Edgar Wutscher, Obmann der Bundeskurie niedergelassene Ärzte und Vizepräsident der Österreichischen Ärztekammer, kann sich aufregen: "Warum soll der eine verpflichtet werden, andere aber nicht? Dann macht das überhaupt keiner mehr", richtet er Andreas Huss, Verwaltungsratvorsitzender der Österreichischen Gesundheitskasse (ÖGK), zu dessen Reformansinnen des Wahlärztemodells aus. Huss hatte eine verpflichtende E-Card-Anbindung für Wahlärztinnen und -ärzte und ein Ende der Möglichkeit, nur Patienten lukrativerer Kassen, nicht aber der ÖGK zu behandeln, also eines "Rosinenpickens", gefordert.

Wutscher argumentiert aber auch faktisch: Heuer konnten österreichweit 166 Kassenstellen der Allgemeinmedizin, insbesondere in Wien, Nieder- und Oberösterreich sowie weitere 113 Facharztstellen nicht besetzt werden.

Es sei zwar "nicht von der Hand zu weisen, dass es in Österreich derzeit stellenweise zu Nachbesetzungs- und Verteilungsproblemen kommt", heißt es in einer aktuellen Anfragebeantwortung von Gesundheitsminister Johannes Rauch zum Thema. Aber: "Insgesamt mangelt es nicht an Ärztinnen und Ärzten". Die Anzahl der Kassenverträge pro 100.000 Personen habe seit 1970 von 71,6 auf 82 zugenommen. "Bei durchschnittlich 7,60 Euro Gewinn pro Behandlung und 7,6 Minuten Zeit wage ich zu bezweifeln, dass diese Fünf-Minuten-Medizin sehr verlockend ist", sagt dagegen Wutscher.

100 Millionen Euro für die "gesamte Primärversorgung"

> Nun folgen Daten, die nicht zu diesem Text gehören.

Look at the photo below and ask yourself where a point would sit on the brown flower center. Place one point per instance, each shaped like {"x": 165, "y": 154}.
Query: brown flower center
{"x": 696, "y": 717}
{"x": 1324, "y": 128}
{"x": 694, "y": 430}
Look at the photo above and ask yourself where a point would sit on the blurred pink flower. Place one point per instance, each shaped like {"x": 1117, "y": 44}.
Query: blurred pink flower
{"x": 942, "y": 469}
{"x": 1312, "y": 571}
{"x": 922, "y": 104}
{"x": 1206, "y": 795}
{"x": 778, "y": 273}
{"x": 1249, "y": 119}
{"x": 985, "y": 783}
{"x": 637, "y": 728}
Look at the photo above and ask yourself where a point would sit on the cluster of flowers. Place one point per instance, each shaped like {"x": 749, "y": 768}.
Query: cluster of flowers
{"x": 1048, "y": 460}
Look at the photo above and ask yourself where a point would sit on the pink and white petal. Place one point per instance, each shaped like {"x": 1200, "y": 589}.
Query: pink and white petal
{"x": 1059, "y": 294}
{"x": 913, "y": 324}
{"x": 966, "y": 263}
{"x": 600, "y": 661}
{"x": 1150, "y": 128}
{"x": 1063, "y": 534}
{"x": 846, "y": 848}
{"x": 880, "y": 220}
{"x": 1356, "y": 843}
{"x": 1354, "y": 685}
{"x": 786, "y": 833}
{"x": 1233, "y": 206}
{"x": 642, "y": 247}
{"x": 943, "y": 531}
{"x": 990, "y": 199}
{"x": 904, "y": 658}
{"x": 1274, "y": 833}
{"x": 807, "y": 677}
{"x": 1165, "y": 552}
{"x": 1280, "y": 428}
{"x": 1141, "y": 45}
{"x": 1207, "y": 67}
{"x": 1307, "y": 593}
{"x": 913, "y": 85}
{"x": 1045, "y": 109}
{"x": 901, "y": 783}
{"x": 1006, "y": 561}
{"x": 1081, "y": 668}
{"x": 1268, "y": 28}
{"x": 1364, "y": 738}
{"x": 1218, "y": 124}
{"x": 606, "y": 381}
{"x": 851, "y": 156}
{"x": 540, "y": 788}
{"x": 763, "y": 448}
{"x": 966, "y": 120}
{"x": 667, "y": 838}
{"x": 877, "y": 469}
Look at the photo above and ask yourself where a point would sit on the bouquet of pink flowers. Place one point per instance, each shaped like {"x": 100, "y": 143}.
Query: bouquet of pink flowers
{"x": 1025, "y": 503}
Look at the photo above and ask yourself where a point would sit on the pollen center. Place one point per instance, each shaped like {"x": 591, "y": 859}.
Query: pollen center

Für die "Attraktivierung und Förderung der Primärversorgung" sind als Teil des österreichischen Aufbau- und Resilienzplans von 2020 bis 2026 insgesamt 100 Millionen Euro von der EU vorgesehen. Wutscher kritisiert, dass dieses Geld nur für Primärversorgungseinheiten (PVE), nicht aber Ärztinnen und Ärzte in Gruppenpraxen oder im Jobsharing reserviert sei. Für PVE aber gelte ein strenger Rahmen, etwa drei Ärztinnen oder Ärzte der Allgemeinmedizin mit Kassenvertrag oder eine Mindestöffnung von 50 Wochenstunden an mindestens fünf Wochentagen. Gruppenpraxen könnten zeitlich und auch im Angebot flexibler arbeiten.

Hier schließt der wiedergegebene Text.